ATATÜRK’ÜN ANKARA’YA GELİŞİ – 2 –
Direniş hareketi, ilk ciddi adımını 1919’da Amasya Tamimi ile atmıştır

esat-atalay-001.jpg
Ankara ile ilgili bu anekdottan sonra Atatürk’ün Ankara’ya gelişi ile ilgili Yrd. Doç. Dr. Edip Semih Yalçın’ın Atatürk Araştırma Dergisi’nde yayınlanan yazısını aktaralım...

Mondros Mütarekesi’nin imzalanması ile başlayan işgal hareketleri, Türk insanını kendi haklarını korumaya ve Türk vatanını kurtarmaya sevk etmiş, 1918 yılı sonlarından itibaren bu amaca yönelik olan “millî Cemiyetler’in kurulmasına sebep olmuştur. İşgale tepki olarak ortaya çıkan ve kurtuluş çareleri arayan millî Cemiyetler başlangıçta zayıf, dağınık ve vatanının bütününü değil, sadece kendi bölgelerini korumayı düşünmüşlerdi. Sivas Kongresi’ne kadar bu cemiyetleri kademe kademe birleştirme çabaları millî hareketin bu dönümde en önemli hedeflerinden birini oluşturacaktır.

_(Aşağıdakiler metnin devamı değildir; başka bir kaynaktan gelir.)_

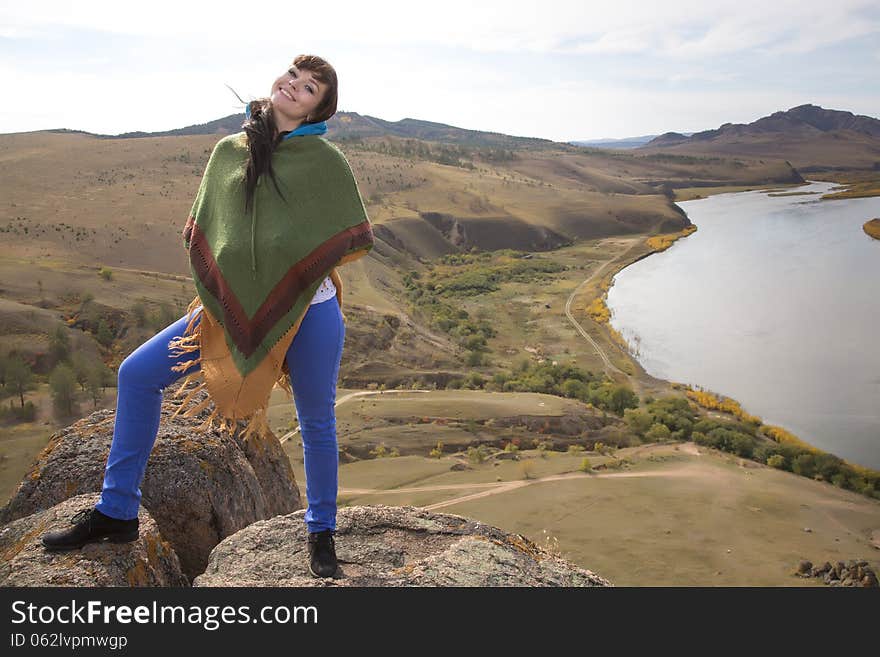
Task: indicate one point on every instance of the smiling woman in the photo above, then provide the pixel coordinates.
(255, 323)
(305, 94)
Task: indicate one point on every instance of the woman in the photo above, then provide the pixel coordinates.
(268, 309)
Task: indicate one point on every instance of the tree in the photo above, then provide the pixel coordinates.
(139, 310)
(104, 335)
(638, 420)
(59, 344)
(657, 432)
(804, 465)
(62, 384)
(622, 397)
(95, 385)
(19, 378)
(80, 369)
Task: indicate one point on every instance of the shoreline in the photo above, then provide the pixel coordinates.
(665, 243)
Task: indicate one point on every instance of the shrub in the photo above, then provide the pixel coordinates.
(657, 432)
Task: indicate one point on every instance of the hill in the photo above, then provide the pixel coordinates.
(812, 138)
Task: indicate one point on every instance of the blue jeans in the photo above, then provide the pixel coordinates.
(313, 361)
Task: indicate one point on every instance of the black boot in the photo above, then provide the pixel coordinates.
(322, 553)
(90, 525)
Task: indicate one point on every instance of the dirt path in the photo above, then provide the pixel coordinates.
(496, 488)
(351, 395)
(609, 366)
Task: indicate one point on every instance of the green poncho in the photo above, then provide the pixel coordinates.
(256, 271)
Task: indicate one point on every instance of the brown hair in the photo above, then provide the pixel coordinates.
(262, 132)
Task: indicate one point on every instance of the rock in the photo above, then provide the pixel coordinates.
(380, 545)
(148, 561)
(199, 488)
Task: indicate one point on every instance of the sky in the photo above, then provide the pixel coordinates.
(553, 69)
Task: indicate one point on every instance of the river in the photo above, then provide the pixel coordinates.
(773, 301)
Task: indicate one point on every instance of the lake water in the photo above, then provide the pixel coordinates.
(773, 301)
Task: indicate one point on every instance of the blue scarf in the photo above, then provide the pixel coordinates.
(305, 129)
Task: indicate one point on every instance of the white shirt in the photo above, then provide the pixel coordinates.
(325, 291)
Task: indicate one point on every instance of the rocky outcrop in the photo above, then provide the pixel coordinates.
(380, 545)
(198, 487)
(148, 561)
(855, 572)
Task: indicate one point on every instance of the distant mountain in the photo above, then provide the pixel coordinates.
(625, 143)
(812, 138)
(351, 125)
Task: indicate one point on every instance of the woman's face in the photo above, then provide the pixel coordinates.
(295, 95)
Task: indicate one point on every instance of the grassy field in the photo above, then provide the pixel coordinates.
(669, 518)
(679, 516)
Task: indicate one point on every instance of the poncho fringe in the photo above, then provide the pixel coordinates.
(192, 341)
(315, 222)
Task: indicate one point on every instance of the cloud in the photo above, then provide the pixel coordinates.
(676, 28)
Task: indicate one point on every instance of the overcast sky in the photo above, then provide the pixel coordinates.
(552, 69)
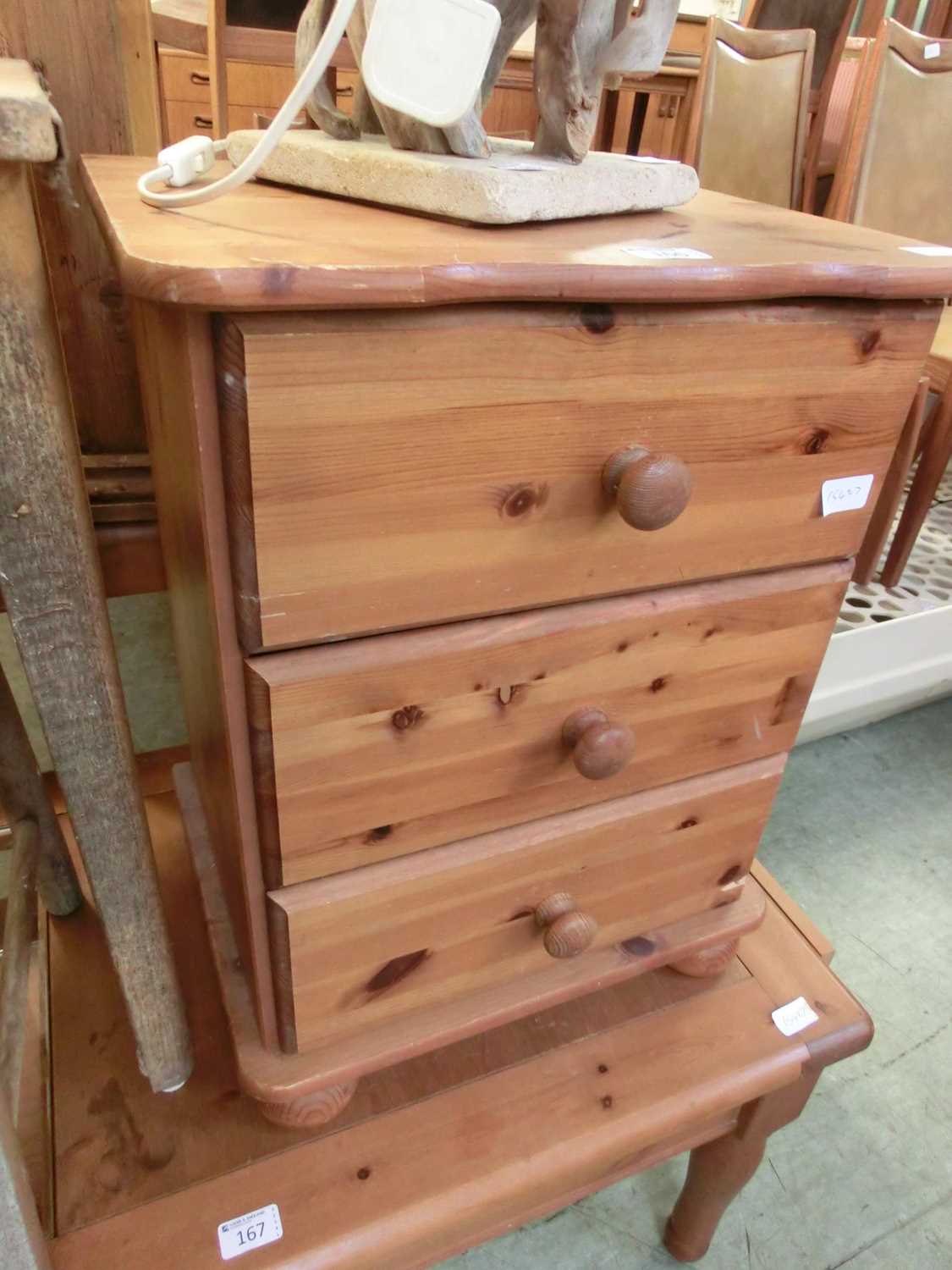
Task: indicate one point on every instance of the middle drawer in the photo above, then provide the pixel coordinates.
(388, 744)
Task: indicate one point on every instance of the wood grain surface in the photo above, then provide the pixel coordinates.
(55, 599)
(400, 469)
(85, 60)
(183, 427)
(386, 941)
(206, 1153)
(282, 249)
(377, 747)
(431, 1157)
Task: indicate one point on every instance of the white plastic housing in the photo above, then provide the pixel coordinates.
(426, 58)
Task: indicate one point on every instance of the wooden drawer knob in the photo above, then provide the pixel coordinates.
(568, 930)
(599, 747)
(650, 490)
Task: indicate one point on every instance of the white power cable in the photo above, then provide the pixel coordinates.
(185, 160)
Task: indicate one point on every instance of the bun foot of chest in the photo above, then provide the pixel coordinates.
(706, 963)
(310, 1110)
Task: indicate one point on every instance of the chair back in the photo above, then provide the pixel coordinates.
(828, 19)
(842, 99)
(894, 174)
(748, 126)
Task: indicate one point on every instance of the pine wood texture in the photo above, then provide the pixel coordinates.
(20, 1234)
(58, 612)
(118, 1146)
(431, 1157)
(400, 469)
(23, 795)
(888, 502)
(81, 51)
(390, 940)
(183, 428)
(376, 748)
(272, 1077)
(294, 251)
(18, 932)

Mustafa Kemal Paşa’nın 19 Mayıs 1919 tarihinde Anadolu’ya geçişi ile başlayan direniş hareketi, ilk ciddi adımını Haziran 1919’da Amasya Tamimi ile atmıştır. Amasya’da milletin istiklalinin tehlikede olduğu tespit edilmiş, istiklâli ancak milletin azim ve kararının kurtarabileceği öngörülmüştür. Âmili Mustafa Kemal Paşa olan Amasya Tamimi’nin en önemli özelliği toplayıcı bir ruh taşımasıdır. Anadolu Hareketi’nin bir diğer dönüm noktasını oluşturan Erzurum Kongresi (23 Temmuz 1919) ise millî birliğe doğru gidişin ilk tezahürüdür.

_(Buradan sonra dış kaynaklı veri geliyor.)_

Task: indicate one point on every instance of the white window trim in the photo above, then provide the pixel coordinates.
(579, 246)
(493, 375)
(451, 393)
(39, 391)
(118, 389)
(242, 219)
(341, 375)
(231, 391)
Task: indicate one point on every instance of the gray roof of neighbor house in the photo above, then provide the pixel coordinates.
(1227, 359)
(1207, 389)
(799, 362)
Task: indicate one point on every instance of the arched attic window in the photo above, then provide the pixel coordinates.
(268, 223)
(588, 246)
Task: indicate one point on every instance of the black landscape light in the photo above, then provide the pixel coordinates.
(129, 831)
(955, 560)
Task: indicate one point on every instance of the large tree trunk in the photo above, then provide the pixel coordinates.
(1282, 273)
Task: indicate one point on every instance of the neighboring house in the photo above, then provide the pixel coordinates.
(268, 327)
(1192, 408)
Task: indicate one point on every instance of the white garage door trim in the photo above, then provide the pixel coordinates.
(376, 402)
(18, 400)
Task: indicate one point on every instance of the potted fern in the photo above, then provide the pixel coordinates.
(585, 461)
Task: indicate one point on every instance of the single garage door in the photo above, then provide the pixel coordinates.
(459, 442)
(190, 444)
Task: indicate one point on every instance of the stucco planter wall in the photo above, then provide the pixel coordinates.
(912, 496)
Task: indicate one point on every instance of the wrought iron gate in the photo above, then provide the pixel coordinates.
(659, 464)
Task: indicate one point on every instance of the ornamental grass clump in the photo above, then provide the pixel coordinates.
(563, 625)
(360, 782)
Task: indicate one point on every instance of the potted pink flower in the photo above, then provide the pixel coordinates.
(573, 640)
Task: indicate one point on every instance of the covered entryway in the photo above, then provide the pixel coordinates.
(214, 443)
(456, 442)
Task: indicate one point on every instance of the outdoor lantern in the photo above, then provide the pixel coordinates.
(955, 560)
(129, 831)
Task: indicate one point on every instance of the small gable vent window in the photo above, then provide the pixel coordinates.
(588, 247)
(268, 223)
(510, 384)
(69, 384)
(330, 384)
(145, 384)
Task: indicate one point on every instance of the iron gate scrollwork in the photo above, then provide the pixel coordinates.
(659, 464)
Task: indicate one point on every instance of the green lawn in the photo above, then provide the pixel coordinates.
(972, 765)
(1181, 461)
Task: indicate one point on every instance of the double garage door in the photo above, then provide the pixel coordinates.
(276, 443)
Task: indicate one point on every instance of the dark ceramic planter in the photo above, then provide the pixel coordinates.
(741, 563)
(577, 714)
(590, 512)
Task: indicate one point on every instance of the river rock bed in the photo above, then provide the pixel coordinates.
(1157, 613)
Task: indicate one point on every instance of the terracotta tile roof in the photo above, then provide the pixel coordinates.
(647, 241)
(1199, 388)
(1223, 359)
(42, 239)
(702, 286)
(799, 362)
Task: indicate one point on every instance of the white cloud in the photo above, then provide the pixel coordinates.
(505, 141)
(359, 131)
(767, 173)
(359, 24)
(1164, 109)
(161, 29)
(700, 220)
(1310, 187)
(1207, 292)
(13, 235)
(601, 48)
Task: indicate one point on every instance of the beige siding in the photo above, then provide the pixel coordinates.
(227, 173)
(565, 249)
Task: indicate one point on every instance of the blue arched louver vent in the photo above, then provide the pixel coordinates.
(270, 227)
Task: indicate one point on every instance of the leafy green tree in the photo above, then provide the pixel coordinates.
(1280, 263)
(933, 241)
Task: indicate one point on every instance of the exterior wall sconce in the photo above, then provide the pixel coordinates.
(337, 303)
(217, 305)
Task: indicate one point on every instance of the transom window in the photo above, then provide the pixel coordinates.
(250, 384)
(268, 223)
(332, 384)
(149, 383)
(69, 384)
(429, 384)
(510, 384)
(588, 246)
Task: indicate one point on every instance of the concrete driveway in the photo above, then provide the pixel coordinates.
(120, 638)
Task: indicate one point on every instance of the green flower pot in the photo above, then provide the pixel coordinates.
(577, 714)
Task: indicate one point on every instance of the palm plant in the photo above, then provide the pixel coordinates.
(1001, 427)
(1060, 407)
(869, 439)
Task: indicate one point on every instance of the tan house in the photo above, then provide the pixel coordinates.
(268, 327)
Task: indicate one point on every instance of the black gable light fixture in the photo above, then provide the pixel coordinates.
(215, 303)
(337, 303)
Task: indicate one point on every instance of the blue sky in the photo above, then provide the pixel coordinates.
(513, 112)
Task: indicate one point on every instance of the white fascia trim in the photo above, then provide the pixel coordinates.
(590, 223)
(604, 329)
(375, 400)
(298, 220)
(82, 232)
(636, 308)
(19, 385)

Erzurum Kongresi’nde “Şarki Anadolu Müdafaai Hukuk Cemiyeti” tüzüğü kabul edilmiş ayrıca Kuzey-Doğu Karadeniz Bölgesi tek bir cemiyetin idaresi altına girmiştir. Mustafa Kemal Paşa’nın Kongre Başkanlığı’na seçilmesinden sonra yaptığı konuşma, Millî Mücadele’nin hedef ve prensiplerini tespit etmiş olması bakımından önemlidir. Bu hususta Mustafa Kemal Paşa’nın düşüncesi şöyledir: “İçine düşülen kanlı ve kara tehlikeleri göremeyecek hiçbir vatanseverin olamayacağını, galip devletlerin mütarekeyi hiçe saydıklarını, vatanın ve milletin mukadderatını kurtaracak son sözü söyleyecek ve bunun hükmünü uygulatacak kuvvetin bütün yurtta yayılan millî ruhun olacağını, mukad-derata hâkim bir millî şûra ve millî bir hükümetin teşkili ilk hedeftir”.

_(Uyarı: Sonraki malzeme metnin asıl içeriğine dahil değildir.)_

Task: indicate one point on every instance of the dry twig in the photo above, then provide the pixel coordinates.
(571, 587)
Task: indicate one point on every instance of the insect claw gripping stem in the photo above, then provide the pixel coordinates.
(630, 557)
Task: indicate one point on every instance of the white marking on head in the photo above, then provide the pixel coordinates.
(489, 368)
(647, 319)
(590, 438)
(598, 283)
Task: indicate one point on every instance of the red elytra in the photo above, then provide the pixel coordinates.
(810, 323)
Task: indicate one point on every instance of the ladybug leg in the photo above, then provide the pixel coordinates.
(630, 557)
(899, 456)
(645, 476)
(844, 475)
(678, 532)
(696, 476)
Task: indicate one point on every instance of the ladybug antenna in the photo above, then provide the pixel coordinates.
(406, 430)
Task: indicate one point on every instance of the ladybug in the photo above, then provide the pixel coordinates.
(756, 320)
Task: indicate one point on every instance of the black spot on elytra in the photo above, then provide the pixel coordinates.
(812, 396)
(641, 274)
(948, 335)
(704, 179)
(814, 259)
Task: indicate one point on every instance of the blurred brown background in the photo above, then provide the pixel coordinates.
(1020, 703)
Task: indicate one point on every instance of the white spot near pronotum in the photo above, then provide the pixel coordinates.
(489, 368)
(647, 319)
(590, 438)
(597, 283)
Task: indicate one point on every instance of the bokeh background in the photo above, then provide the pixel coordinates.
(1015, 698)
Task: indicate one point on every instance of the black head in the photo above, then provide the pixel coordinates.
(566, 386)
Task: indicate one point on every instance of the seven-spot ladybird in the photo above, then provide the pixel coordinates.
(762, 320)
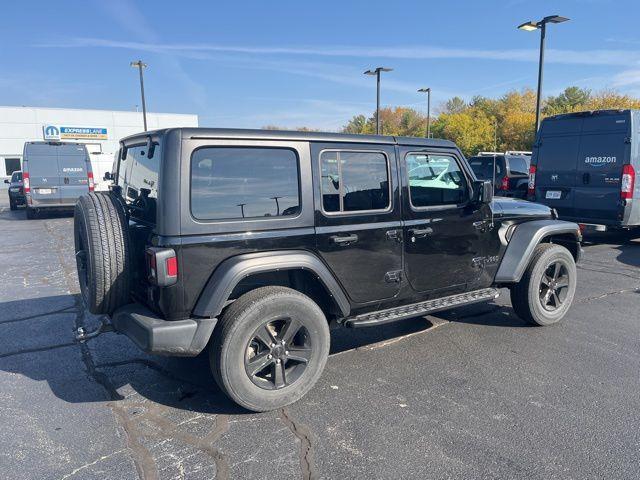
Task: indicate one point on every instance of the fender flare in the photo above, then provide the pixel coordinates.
(230, 272)
(524, 240)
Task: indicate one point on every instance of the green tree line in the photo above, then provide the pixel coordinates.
(505, 123)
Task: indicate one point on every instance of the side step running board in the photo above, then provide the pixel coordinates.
(422, 308)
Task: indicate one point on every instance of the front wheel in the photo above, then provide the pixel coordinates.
(545, 293)
(270, 348)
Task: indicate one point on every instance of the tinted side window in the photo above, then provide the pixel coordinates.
(483, 167)
(519, 165)
(435, 180)
(354, 181)
(232, 183)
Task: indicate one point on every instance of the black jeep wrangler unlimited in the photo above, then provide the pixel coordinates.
(252, 243)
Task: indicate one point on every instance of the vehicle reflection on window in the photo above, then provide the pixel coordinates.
(229, 183)
(354, 181)
(435, 180)
(138, 177)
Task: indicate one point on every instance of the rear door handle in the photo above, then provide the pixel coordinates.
(345, 240)
(420, 232)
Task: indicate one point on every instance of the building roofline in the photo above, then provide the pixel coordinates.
(96, 110)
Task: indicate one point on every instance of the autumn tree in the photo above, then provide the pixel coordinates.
(400, 121)
(472, 130)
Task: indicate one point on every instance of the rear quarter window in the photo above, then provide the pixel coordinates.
(244, 182)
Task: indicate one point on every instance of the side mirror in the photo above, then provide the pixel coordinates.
(483, 192)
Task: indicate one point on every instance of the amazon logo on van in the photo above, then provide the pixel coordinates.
(599, 161)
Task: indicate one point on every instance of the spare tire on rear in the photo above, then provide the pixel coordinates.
(102, 252)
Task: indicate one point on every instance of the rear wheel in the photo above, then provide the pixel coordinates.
(270, 348)
(545, 293)
(102, 252)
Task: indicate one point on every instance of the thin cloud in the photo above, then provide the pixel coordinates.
(570, 57)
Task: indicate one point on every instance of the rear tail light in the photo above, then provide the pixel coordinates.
(628, 182)
(531, 189)
(162, 266)
(26, 183)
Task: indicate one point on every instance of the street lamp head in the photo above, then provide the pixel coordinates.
(555, 19)
(378, 70)
(528, 26)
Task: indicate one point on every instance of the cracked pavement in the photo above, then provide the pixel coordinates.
(471, 393)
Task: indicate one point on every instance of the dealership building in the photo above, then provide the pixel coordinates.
(99, 130)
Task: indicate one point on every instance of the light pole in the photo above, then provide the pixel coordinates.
(542, 26)
(140, 65)
(376, 72)
(428, 90)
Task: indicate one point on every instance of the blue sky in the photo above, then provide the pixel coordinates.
(295, 63)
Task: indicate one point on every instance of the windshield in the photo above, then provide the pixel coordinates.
(138, 176)
(483, 167)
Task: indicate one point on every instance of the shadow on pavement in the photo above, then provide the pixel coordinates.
(126, 373)
(629, 254)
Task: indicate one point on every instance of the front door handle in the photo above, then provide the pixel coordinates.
(420, 233)
(394, 235)
(345, 240)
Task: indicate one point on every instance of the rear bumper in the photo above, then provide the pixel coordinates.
(186, 338)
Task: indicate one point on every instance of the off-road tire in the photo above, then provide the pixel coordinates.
(525, 295)
(234, 332)
(102, 252)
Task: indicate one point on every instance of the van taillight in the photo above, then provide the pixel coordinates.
(628, 182)
(531, 189)
(162, 264)
(26, 183)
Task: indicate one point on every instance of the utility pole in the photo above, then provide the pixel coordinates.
(542, 26)
(140, 65)
(428, 91)
(376, 73)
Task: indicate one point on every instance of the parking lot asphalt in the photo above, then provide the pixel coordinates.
(471, 393)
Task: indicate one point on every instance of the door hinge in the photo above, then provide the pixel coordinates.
(394, 276)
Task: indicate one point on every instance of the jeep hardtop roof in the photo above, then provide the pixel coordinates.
(255, 134)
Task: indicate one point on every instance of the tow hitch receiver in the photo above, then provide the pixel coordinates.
(81, 335)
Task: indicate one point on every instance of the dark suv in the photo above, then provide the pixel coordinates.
(252, 243)
(15, 190)
(511, 171)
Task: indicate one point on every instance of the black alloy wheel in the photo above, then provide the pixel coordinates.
(278, 353)
(554, 286)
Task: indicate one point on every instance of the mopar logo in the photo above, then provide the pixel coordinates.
(599, 161)
(51, 132)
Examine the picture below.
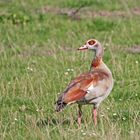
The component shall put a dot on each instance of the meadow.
(38, 58)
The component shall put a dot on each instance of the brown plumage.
(91, 87)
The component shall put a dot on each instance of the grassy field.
(38, 58)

Kongre kararları bir beyanname ile ilan edilerek; vatanın bütünlüğü, hiç bir şekilde ayrılığın kabul edilemeyeceği, mukavemet edileceği, geçici bir hü-kümetin kurulacağı, manda ve himayenin kabul edilemeyeceği ve Millet Meclisinin derhal toplanması gibi temel prensipler kamuoyuna duyurulmuştur. Erzurum Kongresi, mahalli nitelikli olmakla birlikte, Mustafa Kemal’i müdahalesi ile ülke bütünlüğü ile ilgili kararlar alınmıştır. Böylece Mustafa Kemal Paşa’nın liderlik yolu açılmış ve ileride Sivas Kongresi’nde benimsenecek olan Anadolu ve Rumeli Müdafaai Hukuk Cemiyeti’nin kabul edeceği bir teşkilat tüzüğü hazırlanmıştır.